Segment class attribute

This is a quoted string that represent the segment class. The segment class is a string meaningful for the linker only, it helps ordering and recognizing purpose of a segment when creating the metadata in the final binary file.
The classes the linker recognizes are: _TEXT, FAR_DATA, FAR_BSS, _DATA, CONST, _BSS and STACK.

Segment alignment attribute
These values specify the alignment the segment must have.
In short they tell the linker at what multiple a segment can begin, for example PARA, for paragraph, 16 bytes, tells the linker that a segment can start at an address multiple of 16: 0, 16, 32, 48, ...

  • BYTE, alignment of 1
  • WORD, alignment of 2
  • DWORD, alignment of 4
  • PARA, alignment of 16
  • PAGE alignment of 256
  • MEMPAGE alignment of 4096

Segment size attribute
These values specify the size of the code and data of a segment.

  • USE16 tells the assembler that the code to be generated must be 16-bit and that the data accessed must use 16-bit address size.
  • USE32 the same as above but with 32-bit size.

Segment access attributes
These attributes, not supported by TLINK, tells the linker what access restriction put in the metadata for the segment.
This doesn't apply to DOS binaries.
The values are EXECONLY, EXECREAD, READONLY, READWRITE. The names are eloquent.


The segment definition SSEG SEGMENT STACK 'STACK' defines a segment with:

  • Name SSEG.
  • Combination attribute STACK, making the linker emit metadata to set SS:SP to point to the end of it.
  • Class attribute 'STACK' making the linker recognize it as a stack segment.

Making the linker aware that a segment is a stack segment is done with the STACK combination and the 'STACK' class.
The first controls the initial value of SS:SP1 and would be enough to have a stack.
The second specify the ordering and the grouping of the segment itself.

Segment grouping

The linker can group segments together, this is just like concatenating the segments but respecting the alignment constraints.
By grouping segments together it is possible to use a single segment register to access all of them.
Segment grouping is also used to logically grouping the segment, i.e. making the linker treat them all the same.
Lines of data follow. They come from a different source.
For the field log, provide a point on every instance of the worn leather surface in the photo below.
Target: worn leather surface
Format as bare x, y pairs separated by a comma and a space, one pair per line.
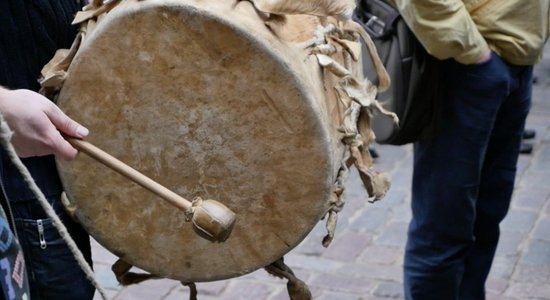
204, 98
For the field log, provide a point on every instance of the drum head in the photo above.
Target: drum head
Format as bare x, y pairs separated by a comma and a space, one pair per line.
208, 110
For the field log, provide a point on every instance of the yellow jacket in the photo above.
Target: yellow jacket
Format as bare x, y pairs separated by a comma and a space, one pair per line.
463, 29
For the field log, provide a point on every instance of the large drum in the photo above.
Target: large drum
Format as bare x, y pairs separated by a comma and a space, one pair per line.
212, 99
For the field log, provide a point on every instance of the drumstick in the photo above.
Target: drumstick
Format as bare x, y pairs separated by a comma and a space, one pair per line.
211, 219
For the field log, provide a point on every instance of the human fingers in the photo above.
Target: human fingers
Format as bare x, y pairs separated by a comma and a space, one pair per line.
65, 124
61, 148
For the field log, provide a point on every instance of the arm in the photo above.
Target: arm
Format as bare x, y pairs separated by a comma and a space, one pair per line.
446, 29
36, 123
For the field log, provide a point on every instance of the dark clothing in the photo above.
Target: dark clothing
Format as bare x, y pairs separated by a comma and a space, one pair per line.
463, 180
13, 275
30, 33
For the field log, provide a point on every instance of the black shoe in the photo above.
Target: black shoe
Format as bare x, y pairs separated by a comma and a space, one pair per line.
529, 134
526, 148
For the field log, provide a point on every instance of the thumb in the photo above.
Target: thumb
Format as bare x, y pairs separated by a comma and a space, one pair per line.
65, 124
62, 148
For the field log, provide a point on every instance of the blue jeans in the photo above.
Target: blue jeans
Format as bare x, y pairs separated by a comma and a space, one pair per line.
52, 268
463, 180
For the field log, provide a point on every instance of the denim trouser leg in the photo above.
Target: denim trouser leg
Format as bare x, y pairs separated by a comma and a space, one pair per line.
52, 268
463, 180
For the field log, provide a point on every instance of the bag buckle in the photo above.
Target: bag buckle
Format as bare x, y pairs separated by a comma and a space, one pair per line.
376, 25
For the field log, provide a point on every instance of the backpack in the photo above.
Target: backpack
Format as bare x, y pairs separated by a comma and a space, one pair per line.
414, 73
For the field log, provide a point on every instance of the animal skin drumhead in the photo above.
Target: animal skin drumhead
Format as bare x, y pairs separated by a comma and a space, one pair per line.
195, 101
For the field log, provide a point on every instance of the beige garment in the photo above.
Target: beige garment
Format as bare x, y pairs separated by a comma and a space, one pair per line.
514, 29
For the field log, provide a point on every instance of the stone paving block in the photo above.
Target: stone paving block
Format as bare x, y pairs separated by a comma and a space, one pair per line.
532, 179
249, 290
533, 198
343, 283
519, 221
395, 234
381, 255
151, 289
503, 267
509, 244
391, 290
181, 294
496, 286
372, 219
531, 273
529, 291
315, 264
393, 198
214, 288
542, 229
348, 246
493, 296
402, 212
376, 272
402, 179
340, 296
542, 161
538, 253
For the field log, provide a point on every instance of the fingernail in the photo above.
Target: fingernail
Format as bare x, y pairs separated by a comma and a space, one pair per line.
82, 131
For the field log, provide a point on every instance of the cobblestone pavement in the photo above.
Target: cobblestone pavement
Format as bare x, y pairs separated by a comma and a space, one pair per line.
365, 259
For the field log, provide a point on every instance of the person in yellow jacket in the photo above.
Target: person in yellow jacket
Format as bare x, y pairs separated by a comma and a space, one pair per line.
463, 179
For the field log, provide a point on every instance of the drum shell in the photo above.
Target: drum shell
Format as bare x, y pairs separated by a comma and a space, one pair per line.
204, 98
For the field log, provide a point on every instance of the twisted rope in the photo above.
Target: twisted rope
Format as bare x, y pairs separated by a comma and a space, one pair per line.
5, 137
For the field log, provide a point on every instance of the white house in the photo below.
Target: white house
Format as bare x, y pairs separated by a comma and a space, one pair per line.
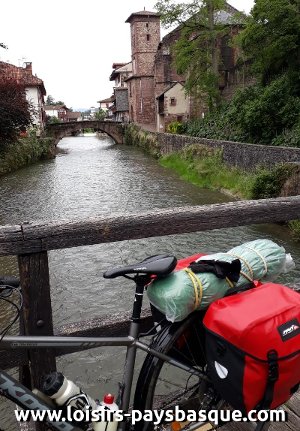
34, 87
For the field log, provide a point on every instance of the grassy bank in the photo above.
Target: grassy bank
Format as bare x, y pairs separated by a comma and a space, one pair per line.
24, 152
203, 167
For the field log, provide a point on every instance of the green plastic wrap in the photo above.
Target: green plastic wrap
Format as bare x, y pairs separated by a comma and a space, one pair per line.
182, 292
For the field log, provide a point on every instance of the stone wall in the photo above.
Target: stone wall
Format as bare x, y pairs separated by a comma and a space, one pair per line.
242, 155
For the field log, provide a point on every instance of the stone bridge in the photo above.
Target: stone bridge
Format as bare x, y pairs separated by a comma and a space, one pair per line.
113, 128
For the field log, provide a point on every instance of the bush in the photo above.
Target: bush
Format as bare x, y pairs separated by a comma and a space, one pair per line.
176, 127
264, 115
15, 110
269, 183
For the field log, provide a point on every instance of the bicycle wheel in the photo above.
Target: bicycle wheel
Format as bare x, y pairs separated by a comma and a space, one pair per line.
162, 386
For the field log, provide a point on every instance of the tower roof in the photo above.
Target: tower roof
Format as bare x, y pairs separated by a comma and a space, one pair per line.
144, 14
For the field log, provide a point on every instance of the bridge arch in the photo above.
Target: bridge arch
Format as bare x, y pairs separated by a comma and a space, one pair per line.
114, 129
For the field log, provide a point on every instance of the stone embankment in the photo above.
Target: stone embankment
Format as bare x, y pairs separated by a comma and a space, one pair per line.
24, 152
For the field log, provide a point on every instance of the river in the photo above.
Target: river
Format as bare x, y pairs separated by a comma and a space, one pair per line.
93, 177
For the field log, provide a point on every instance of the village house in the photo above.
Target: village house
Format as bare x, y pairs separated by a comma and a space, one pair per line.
155, 90
107, 105
121, 73
58, 111
34, 87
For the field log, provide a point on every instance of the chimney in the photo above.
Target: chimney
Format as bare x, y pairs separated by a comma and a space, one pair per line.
28, 67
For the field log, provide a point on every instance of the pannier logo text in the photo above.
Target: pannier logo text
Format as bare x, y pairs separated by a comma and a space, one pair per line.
290, 329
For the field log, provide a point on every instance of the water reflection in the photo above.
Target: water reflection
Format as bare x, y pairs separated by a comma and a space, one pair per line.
92, 177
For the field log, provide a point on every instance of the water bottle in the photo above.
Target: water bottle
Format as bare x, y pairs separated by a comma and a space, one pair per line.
65, 393
107, 406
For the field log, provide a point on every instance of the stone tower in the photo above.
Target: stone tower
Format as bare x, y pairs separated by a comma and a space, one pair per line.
145, 37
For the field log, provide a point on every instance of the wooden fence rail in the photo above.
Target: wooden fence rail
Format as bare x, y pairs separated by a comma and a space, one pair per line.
28, 238
31, 242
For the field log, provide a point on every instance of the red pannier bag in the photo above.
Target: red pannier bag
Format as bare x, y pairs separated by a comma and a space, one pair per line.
253, 346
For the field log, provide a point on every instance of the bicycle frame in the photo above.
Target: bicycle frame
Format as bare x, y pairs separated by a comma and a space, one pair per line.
28, 400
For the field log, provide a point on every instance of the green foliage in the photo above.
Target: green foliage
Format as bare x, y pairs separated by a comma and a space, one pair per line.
15, 110
176, 127
215, 125
269, 183
289, 137
203, 167
24, 152
294, 225
52, 119
196, 52
264, 115
271, 39
100, 115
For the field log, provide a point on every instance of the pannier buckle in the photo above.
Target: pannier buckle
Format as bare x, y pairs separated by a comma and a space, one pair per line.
273, 372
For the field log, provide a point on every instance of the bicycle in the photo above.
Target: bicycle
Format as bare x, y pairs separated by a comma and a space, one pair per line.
174, 370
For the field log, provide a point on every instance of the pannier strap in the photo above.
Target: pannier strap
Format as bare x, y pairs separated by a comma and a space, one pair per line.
223, 270
273, 375
196, 283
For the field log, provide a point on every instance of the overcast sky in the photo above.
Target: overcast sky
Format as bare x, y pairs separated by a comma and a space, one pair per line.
72, 44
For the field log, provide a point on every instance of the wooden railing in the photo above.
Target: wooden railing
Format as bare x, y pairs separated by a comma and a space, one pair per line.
32, 241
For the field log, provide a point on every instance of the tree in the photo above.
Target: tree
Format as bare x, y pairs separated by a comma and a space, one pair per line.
15, 111
271, 39
50, 100
100, 115
197, 54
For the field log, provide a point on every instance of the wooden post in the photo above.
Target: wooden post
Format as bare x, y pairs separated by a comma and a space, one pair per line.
37, 310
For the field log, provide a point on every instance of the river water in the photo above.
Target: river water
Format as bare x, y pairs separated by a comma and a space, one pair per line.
94, 177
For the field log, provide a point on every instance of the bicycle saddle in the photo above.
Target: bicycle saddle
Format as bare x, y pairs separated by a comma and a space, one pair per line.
160, 265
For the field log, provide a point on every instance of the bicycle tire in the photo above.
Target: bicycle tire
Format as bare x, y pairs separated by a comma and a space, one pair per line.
183, 341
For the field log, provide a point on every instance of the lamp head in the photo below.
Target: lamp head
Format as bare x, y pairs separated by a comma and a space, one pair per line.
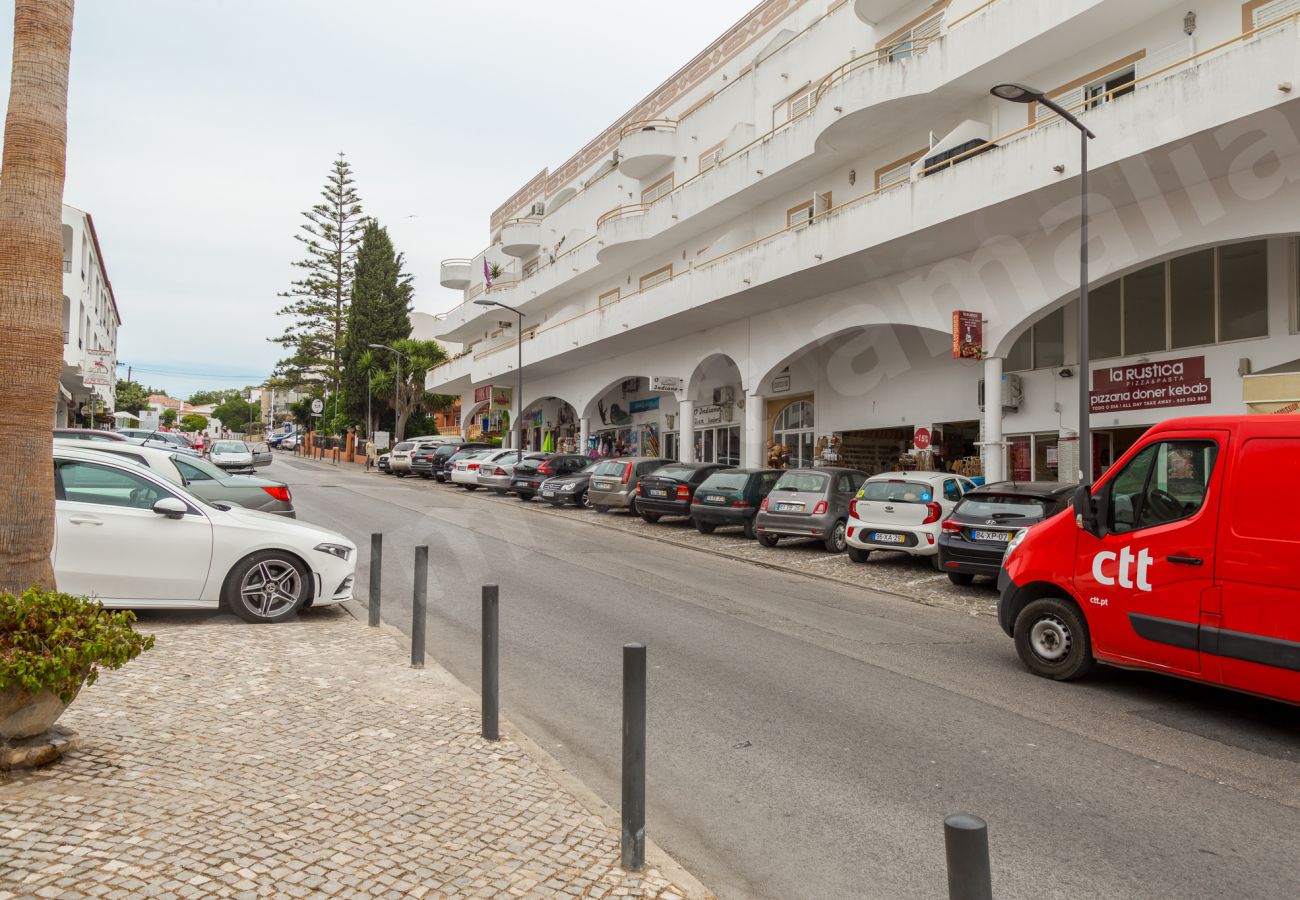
1017, 92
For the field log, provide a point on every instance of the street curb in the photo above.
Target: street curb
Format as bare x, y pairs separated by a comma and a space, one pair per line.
657, 857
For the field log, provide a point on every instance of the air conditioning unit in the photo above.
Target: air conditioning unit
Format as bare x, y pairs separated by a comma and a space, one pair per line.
1013, 393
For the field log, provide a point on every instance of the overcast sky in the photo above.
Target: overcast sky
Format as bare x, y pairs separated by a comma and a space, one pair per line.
200, 129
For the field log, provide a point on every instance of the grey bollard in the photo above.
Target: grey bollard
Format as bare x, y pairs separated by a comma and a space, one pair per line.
376, 571
966, 846
419, 597
633, 812
490, 662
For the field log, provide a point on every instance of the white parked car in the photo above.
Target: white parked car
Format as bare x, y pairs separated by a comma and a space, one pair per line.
134, 540
232, 455
902, 511
466, 471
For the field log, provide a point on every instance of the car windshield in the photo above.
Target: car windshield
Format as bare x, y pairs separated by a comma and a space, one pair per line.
724, 481
805, 483
1002, 506
897, 490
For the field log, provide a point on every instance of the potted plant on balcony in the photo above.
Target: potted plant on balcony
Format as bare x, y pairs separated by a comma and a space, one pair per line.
51, 644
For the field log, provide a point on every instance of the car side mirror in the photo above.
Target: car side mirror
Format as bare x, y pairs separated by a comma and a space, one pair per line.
1086, 510
170, 507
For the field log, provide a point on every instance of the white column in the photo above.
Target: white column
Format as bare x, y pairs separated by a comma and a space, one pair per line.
755, 442
687, 431
995, 453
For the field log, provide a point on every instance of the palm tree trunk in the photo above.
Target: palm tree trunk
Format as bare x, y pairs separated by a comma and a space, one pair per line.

Particularly, TASM implicitly defines the DGROUP group that when using the .MODEL directives includes, among others, the segments with class 'DATA' and 'STACK'.
You can excludes the 'STACK' segments from the DGROUP with the FARSTACK option of the .MODEL directive.

So the class 'STACK' tell the linker that the segment must go (or must not go) into the DGROUP.
Furthermore inside that group 'STACK' segments are placed after any other segment class.


The final effect of the pair STACK 'STACK' is to:

  1. Initialize SS:SP.
  2. Placing the stack after the data.

The DW 100h DUP(?) line just do what you said, the correct term however is reserve as I believe there is no space allocated in the binary file for the stack. The linker may be smart enough to recognize that a 'STACK' classed segment with uninitialized data don't need to take place on disk.
But I may be wrong, I don't remember exactly if the MZ header of the binary file would permit that.

Another simpler way to declare a stack segment of predefined size is .STACK 200h (or simply .STACK if you are ok with using 1KiB of stack).


Chapter 7 of the TASM manual has more complete info on this long topic.


1 To better understand this point it's worth noting that the EXE generated has a header where the linker can specify the initial value for those registers and the OS will relocate and set them upon the loading of the binary.